Leverkusen: Autonomie auf 300 Quadratmetern
VON BARBARA SCHMICKLER - zuletzt aktualisiert: 14.12.2009Leverkusen (RPO). Kunst und Kultur auf dem Gelände der Neuen Bahnstadt Opladen – das garantiert künftig das Kulturausbesserungswerk KAW. Zur Eröffnung am Samstag kam auch NRW-Bauminister Lutz Lienenkämper.
Das neue KAW
Die freigelegten Backsteine an den Wänden der Veranstaltungshalle sind nicht die einzige Neuerung im Kulturausbesserungswerk. Der Saal ist nun beheizt. Die geöffnete Galerie bietet Stauraum und bessere Möglichkeiten zur Beleuchtung. Ein Teil der Nachbarhalle bietet der Heizung Platz und dient als kombinierter Backstage-Bereich und Lagerraum. Das Café ist jetzt größer und mit dem Saal verbunden durch ein neu gestaltetes Foyer als Eingangsbereich.
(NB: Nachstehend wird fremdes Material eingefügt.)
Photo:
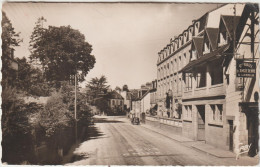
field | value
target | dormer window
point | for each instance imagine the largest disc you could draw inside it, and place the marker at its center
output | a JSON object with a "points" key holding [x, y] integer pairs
{"points": [[172, 47], [185, 37], [190, 33], [206, 47], [176, 45], [180, 41], [223, 38], [197, 28], [194, 54]]}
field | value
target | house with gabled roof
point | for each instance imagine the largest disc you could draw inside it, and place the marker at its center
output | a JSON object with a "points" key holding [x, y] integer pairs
{"points": [[217, 105]]}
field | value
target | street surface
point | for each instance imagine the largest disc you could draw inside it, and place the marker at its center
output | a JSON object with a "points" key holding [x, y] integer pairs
{"points": [[122, 143]]}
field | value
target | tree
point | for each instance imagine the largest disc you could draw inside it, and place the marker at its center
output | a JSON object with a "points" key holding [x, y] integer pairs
{"points": [[62, 51], [10, 39], [125, 88], [118, 89], [98, 85]]}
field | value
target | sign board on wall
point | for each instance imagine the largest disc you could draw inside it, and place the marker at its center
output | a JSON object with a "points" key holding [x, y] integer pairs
{"points": [[246, 69]]}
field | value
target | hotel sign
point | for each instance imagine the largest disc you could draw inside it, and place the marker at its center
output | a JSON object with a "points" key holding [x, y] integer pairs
{"points": [[246, 69]]}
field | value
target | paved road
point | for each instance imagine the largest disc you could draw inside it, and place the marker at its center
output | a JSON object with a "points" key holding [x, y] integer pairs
{"points": [[122, 143]]}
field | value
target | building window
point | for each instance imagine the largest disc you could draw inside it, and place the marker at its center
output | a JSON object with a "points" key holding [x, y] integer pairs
{"points": [[179, 62], [179, 85], [220, 112], [206, 47], [216, 113], [201, 79], [188, 81], [216, 74], [175, 64], [188, 112], [223, 38], [171, 67], [213, 109]]}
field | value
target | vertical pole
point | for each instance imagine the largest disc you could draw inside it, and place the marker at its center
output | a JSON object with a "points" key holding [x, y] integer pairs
{"points": [[252, 29], [75, 111]]}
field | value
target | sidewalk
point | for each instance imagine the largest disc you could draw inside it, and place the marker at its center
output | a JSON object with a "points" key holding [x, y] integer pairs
{"points": [[199, 145]]}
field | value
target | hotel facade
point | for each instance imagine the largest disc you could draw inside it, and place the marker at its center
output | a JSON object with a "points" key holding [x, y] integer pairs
{"points": [[199, 70]]}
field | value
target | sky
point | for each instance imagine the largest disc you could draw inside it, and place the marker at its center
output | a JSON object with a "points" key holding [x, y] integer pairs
{"points": [[125, 37]]}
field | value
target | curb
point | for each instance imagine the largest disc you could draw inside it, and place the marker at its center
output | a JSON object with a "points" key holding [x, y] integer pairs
{"points": [[193, 147], [208, 153]]}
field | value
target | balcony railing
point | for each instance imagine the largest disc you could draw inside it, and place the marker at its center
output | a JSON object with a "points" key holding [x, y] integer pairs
{"points": [[218, 89]]}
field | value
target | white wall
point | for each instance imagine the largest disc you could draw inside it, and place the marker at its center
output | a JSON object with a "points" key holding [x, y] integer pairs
{"points": [[214, 16]]}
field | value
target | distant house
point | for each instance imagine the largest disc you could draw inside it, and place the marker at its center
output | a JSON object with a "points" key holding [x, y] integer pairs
{"points": [[138, 100], [115, 102]]}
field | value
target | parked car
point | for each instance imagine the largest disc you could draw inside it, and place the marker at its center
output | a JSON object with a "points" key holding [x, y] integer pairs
{"points": [[135, 121]]}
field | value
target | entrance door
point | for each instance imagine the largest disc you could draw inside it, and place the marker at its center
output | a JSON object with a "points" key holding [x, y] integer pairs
{"points": [[231, 132], [252, 122], [201, 122]]}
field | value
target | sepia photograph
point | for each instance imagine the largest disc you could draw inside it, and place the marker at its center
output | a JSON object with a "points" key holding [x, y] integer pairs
{"points": [[130, 83]]}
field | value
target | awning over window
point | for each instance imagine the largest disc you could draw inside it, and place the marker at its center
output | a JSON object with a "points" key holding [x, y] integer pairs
{"points": [[207, 57]]}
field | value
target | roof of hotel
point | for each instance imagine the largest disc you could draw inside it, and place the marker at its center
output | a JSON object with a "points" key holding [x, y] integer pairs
{"points": [[206, 57], [229, 22], [198, 43], [212, 34]]}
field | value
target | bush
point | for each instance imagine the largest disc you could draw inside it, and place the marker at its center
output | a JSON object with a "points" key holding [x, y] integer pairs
{"points": [[55, 115]]}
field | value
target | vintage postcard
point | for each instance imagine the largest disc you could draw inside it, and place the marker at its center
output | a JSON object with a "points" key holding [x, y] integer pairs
{"points": [[130, 83]]}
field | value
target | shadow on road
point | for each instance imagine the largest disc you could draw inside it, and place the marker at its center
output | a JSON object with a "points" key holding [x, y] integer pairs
{"points": [[105, 120], [85, 134]]}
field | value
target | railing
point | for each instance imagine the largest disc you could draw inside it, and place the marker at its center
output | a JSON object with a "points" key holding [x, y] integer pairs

QUETTINGEN Über 20 000 Arbeitsstunden haben die "Aktivisten", wie sie sich selbst nennen, vom Kulturausbesserungswerk (KAW) auf dem Gelände der neuen Bahnstadt Opladen gebraucht, um das 300 Quadratmeter große Industrielager in eine moderne Halle zu verwandeln.
Bei der Eröffnung am Samstagabend war auch der nordrhein-westfälische Bauminister Lutz Lienenkämper (CDU) anwesend. Denn 80 Prozent der Kosten, immerhin 610 000 Euro, wurden durch das Projekt "Initiative ergreifen" des Landes NRW getragen. Den Rest finanzierte das KAW mit seinem Förderverein aus Spenden, Darlehen und eigener Renovierungsarbeit.
"Wenn eine Kirche eingeweiht wird, wird sie gesegnet, ich möchte dem Raum einen Wunsch in die Luft legen: Literaten, Dichter und Denker sollen hier ihre Worte an den Zuhörer bringen", sagte Uwe Stracke, der Vorsitzende des Fördervereins, der bereits in den siebziger Jahren gegründet wurde. Seit mehreren Jahren war der Umbau der Halle geplant.
"Abseits des Mainstream"
"Wir wollten einen Raum schaffen, in dem jeder frei seine Veranstaltung abseits des Mainstream machen kann, keine Kommerz-Disko", meinte Timo Glatz, einer der Ehrenamtler, die das KAW ausmachen.
Unter der Aufsicht von Architekt Bernd Schendzielorz wurde das alte Dach abgetragen und durch eine neue Dachkonstruktion ersetzt, neue Fenster, Türen, Toiletten, Garderobe, Lagerräume und eine Küche eingebaut. "Die Technik ist hochmodern und der Raum super schallgeschützt", so der Architekt.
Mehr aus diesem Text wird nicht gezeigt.